Ketiga, ketidakjelian aparat penegak hukum. Terungkapnya kasus prostitusi yang melibatkan artis sekaligus model berinisial AA dan mucikarinya berinisial RA oleh Satreskrim Polres Jakarta Selatan sesungguhnya tak hanya memperlihatkan prestasi semata, namun juga ketidakjelian penegak hukum dalam menindaklanjuti kasus itu. Pasalnya, di DKI Jakarta sesungguhnya telah mempunyai peraturan daerah (Perda) yang mengatur tentang pelarangan adanya bisnis prostitusi, yaitu Perda Nomor 8 Tahun 2007 tentang Ketertiban Umum. Pada Pasal 42 disebutkan bahwa setiap orang dilarang untuk menjadi pejaja seks komersial, menyuruh, memfasilitasi, membujuk, memaksa orang lain untuk menjadi penjaja seks komersial, dan memakai jasa penjaja seks komersial. Pelanggaran terhadap norma Pasal 42 tersebut diancam dengan hukuman pidana kurungan selama 20 hari hingga 90 hari dan denda dengan kisaran jumlah Rp 500 ribu hingga Rp 30 juta. Maka bila aparat penegak hukum cermat, setiap orang yang terlibat daring bisnis prostitusi RA seharusnya mendapatkan sanksi hukum, bukan hanya RA saja selaku mucikari.
Sanksi Sosial
Terlepas dari pelbagai hambatan yang dimiliki penegak hukum dalam memberantas bisnis prostitusi, masyarakat sesungguhnya juga dapat mengambil peran tanpa harus menunggu penegak hukum menemukan solusi untuk hambatan yang dimilikinya. Dalam konteks ini, masyarakat bisa saja menerapkan sanksi sosial kepada orang-orang yang terbukti terlibat dalam bisnis prostitusi. Hanya saja, aparat penegak hukum harus berani terbuka kepada masyarakat terkait kasus prostitusi yang sedang ditangani. Artinya, bila terjadi operasi tangkap tangan (OTT) terhadap pelaku prostitusi, baik itu mucikari, PSK, maupun pengguna jasanya, aparat penegak hukum mesti berani membuka identitasnya ke ruang publik. Dengan begitu, sanksi sosial dari masyarakat terhadap para pelaku prostitusi itu baru bisa diimplementasikan dengan baik.
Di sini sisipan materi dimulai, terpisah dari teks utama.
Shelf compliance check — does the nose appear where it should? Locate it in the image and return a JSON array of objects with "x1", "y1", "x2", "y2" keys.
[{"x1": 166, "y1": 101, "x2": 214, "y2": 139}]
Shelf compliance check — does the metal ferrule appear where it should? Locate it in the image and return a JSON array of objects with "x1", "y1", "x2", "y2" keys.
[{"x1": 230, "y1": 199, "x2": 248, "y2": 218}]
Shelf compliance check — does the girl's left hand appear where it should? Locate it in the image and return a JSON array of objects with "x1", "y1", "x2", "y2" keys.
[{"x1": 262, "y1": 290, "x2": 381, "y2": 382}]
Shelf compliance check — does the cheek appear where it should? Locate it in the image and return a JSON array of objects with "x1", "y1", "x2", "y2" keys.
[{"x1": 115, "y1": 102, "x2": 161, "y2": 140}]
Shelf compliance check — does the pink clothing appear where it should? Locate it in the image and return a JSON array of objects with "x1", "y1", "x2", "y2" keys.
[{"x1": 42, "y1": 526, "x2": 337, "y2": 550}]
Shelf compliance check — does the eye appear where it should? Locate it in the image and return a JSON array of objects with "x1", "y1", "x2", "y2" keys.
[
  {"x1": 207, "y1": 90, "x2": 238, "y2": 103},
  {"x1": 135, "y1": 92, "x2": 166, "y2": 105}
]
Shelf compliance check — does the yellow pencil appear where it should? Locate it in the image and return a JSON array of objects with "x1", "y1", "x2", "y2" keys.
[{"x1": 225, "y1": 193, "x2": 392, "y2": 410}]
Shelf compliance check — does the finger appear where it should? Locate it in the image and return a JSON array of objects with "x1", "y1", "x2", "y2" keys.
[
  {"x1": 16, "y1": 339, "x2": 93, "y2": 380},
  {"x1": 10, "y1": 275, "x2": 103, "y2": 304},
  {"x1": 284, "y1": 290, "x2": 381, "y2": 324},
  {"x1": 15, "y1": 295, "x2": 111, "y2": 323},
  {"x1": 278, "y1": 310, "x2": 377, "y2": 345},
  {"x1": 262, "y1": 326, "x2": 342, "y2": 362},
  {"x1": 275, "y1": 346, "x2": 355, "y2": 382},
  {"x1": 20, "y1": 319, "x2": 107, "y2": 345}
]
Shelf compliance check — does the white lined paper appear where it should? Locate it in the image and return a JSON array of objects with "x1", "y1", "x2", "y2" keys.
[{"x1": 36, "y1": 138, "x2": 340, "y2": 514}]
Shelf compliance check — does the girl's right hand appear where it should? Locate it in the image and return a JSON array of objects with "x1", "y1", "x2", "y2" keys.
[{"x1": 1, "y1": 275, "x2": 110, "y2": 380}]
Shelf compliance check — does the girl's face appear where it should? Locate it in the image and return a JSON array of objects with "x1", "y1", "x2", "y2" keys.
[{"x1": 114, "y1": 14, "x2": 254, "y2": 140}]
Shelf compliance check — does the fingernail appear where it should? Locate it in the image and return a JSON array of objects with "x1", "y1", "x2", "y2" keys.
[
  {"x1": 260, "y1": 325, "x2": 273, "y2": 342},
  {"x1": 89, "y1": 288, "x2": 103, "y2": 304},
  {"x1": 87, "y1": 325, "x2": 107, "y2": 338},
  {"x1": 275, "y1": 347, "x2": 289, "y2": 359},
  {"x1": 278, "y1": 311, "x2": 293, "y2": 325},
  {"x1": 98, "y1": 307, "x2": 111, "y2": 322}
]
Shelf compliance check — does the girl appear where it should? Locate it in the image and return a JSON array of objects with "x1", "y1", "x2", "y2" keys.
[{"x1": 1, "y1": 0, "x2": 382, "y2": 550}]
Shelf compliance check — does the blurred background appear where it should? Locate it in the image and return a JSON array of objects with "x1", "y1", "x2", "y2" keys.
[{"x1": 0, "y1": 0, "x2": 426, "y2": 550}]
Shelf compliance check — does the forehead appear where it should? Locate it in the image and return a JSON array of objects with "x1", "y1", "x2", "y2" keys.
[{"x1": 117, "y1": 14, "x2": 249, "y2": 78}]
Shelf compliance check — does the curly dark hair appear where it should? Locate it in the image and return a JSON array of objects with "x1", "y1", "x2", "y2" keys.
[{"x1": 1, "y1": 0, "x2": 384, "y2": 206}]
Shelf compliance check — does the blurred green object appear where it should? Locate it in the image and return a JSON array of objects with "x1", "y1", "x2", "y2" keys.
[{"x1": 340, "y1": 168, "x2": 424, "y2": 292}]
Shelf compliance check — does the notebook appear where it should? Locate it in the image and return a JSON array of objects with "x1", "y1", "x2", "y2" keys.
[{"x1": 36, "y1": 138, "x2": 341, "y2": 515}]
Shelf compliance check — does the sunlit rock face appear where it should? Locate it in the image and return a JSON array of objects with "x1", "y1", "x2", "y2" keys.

Terhadap PSK dari kalangan artis dan model misalnya, sanksi sosial itu bisa berupa penolakan masyarakat terhadap pelbagai acara yang dibintangi oleh artis dan model tersebut secara masif. Pada akhirnya, artis dan model itu tentu tidak akan lagi dipakai oleh produser untuk turut mengisi pelbagai acara di televisi. Pun demikian pada pelaku prostitusi yang bukan dari kalangan artis dan model, sanksi sosial bisa diterapkan melalui pelbagai hal lain yang dianggap relevan dan efektif. Diantaranya, dengan mengucilkan pelaku dalam jangka waktu tertentu dan memutuskan hubungan maupun kesempatan kerja terhadap pelaku. Akhirnya, baik aparat penegak hukum maupun masyarakat harus bahu membahu untuk memberantas habis habitus bisnis prostitusi, baik prostitusi konvensional maupun prostitusi online yang belakangan masif terjadi. Dengan begitu, ketika puncak bonus demografi yang diperkirakan Badan Kependudukan PBB (UNFPA) tiba pada tahun 2028-2031 mendatang, negara ini sudah mempunyai amunisi yang mumpuni untuk melesat menjadi negara maju karena seluruh generasi muda bangsa telah terbebas dari lingkaran setan prostitusi. Wallahu a’lam.